In the middle used to be the D (two digit) series like the D80 and the D90.
That seemed to make sense to me, the smaller the number after the D, the more professional the camera's design and intended user.
But then complexity set in. The replacement for the D90 is not another double digit camera but rather is a quad digit camera: the D7000. Why? To avoid confusion because there was an old D100? Another complexity: a D (triple digit) camera should slot between a double digit camera like the D90 and a quad digit camera like the D5100, But it doesn't. Nikon's triple digit camera slots between the single digit D3 series cameras and the D7000 which is the new top of the line for the old D double digit line of cameras.

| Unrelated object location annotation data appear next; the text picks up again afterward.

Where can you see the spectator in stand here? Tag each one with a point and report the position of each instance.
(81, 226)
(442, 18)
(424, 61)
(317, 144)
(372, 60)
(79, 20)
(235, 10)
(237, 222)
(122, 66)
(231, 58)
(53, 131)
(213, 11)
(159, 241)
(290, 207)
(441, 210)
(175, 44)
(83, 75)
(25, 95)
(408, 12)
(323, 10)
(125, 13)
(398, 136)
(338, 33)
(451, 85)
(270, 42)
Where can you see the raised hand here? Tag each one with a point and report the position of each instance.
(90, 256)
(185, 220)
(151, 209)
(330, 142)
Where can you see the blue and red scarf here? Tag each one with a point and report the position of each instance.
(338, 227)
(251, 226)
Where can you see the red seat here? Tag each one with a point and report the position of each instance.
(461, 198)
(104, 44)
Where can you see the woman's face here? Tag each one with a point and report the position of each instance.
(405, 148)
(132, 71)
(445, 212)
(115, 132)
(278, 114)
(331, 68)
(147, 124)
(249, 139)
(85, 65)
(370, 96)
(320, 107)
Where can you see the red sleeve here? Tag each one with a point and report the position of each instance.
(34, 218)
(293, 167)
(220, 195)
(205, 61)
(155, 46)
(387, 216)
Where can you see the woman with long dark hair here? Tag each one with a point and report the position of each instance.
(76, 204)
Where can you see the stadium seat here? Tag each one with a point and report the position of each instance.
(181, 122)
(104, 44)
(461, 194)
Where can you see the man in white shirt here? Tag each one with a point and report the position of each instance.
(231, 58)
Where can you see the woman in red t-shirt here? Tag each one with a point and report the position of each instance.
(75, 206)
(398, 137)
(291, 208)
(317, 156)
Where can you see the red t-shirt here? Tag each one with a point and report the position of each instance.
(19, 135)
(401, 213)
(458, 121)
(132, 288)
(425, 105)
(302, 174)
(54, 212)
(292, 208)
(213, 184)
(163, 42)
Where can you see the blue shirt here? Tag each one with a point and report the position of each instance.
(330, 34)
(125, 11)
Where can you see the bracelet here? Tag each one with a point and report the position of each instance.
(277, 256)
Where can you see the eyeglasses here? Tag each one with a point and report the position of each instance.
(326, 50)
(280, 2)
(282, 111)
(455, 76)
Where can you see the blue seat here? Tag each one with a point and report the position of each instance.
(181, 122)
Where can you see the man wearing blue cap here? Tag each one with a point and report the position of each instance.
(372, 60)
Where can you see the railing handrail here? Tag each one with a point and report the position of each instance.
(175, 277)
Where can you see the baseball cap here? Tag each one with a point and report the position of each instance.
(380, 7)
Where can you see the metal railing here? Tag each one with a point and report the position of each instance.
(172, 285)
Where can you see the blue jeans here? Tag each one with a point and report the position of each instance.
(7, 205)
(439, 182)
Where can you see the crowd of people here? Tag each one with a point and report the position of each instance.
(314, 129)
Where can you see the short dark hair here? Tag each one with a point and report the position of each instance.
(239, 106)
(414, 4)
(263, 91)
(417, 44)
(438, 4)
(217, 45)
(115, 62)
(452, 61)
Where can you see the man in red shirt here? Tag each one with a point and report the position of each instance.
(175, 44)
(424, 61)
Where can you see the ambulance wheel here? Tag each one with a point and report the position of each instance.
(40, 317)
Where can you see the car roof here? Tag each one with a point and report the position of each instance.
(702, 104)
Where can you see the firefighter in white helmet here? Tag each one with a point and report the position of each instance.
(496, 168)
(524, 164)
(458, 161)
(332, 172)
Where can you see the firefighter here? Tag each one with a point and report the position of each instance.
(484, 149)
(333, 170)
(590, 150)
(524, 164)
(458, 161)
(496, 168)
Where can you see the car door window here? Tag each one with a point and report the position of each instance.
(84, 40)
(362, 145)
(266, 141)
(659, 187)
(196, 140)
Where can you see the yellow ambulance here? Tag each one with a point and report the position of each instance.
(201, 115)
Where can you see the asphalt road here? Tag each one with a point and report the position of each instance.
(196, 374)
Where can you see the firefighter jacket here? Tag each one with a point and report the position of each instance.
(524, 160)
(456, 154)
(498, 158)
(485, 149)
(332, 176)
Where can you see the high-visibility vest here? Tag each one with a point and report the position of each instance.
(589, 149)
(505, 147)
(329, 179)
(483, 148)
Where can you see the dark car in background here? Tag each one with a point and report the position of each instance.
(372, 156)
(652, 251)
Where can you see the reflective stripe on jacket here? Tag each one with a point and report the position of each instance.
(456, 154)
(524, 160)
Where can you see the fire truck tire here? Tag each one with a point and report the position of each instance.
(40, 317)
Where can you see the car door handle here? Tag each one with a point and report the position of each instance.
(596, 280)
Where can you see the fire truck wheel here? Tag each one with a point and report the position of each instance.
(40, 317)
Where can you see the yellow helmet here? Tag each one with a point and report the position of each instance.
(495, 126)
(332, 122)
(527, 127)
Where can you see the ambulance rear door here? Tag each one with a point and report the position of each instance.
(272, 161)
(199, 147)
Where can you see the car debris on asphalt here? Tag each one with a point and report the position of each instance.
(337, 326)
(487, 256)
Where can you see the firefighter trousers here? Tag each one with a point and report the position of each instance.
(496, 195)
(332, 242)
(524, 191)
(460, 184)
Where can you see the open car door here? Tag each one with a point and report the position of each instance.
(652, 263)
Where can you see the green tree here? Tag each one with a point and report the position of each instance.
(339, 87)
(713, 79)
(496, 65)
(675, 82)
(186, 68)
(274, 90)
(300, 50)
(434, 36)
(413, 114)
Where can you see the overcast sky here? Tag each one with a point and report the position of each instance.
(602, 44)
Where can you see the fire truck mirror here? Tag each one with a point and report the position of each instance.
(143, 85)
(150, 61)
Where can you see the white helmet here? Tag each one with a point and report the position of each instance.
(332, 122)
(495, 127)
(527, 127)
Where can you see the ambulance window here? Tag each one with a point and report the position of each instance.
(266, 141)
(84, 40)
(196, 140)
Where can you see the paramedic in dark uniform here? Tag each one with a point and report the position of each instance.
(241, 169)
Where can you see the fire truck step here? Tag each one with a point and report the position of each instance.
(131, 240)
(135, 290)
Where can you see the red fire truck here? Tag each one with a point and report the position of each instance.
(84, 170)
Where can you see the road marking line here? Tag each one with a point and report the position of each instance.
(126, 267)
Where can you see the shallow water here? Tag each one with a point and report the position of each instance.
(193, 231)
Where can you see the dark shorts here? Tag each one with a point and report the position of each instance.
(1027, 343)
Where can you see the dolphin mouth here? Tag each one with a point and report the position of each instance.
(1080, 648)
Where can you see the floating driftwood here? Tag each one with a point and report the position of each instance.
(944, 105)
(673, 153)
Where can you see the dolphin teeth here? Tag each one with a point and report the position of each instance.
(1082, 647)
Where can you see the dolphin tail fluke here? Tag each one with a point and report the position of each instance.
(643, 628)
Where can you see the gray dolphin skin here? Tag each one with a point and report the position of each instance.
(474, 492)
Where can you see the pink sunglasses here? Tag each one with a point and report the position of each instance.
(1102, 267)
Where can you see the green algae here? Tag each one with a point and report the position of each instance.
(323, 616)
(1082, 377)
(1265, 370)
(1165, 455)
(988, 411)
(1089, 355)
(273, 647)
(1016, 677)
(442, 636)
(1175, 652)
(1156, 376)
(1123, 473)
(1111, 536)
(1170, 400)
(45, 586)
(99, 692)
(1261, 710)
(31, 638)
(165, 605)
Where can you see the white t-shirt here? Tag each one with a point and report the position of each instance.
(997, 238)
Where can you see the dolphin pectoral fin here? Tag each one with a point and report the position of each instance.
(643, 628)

There used to be four lines, single digit, double digit, triple digit, and quad digit. Now I think we will have three lines: single digit (D4) signifying built for professionals, triple digit (D400 and D800) for professionals who don't want a "brick" or want a lightweight backup or for non-professionals who want that FX size sensor, and quad digit (D3100, D5100, D7000) for different levels of non-professionals. I suggest the double digit line is dead and now is incorporated into the high end of the quad digit line. But where does this leave the new D400? I suggest it will be the DX equivalent of the FX D800 serving the "semi-professional - advanced amateur" who prefers the DX senor over the FX sensor for some reason such as compatibility with an existing collection of DX lenses or use in telephoto wildlife photography.
If I am correct, I would expect to see a new D4 series over the next few years such as a D4s and D4x before we get to the D5. Also, I would expect the D800 and the D500 to essentially share the same body and both use the same battery holder. Also, they should evolve to a D800s and D500s about two years from now. Finally, I would expect the D quad series of cameras to be Nikon's best sellers because they are all the camera 90% of purchasers really need. The D7000 already has a rugged magnesium alloy body. In a few years a D7100 or D8000 will be out with an improved sensor (perhaps the 24 mega pixel sensor rumored to be in the new D400) so what more will anyone really need?
Since digital cameras advance so rapidly (every two years significant changes are made) couldn't a professional (such as a wedding photographer) be as well served by using a D7000 and replacing it as soon as a newer version is out? Will not the D7000 magnesium alloy body with its 150k shutter actuations (enough for 205 shots every day for two years) actually serve a working professional adequately at less than half the cost of shooting the D3 or D4 series?
If you see errors in my thought, please inform me.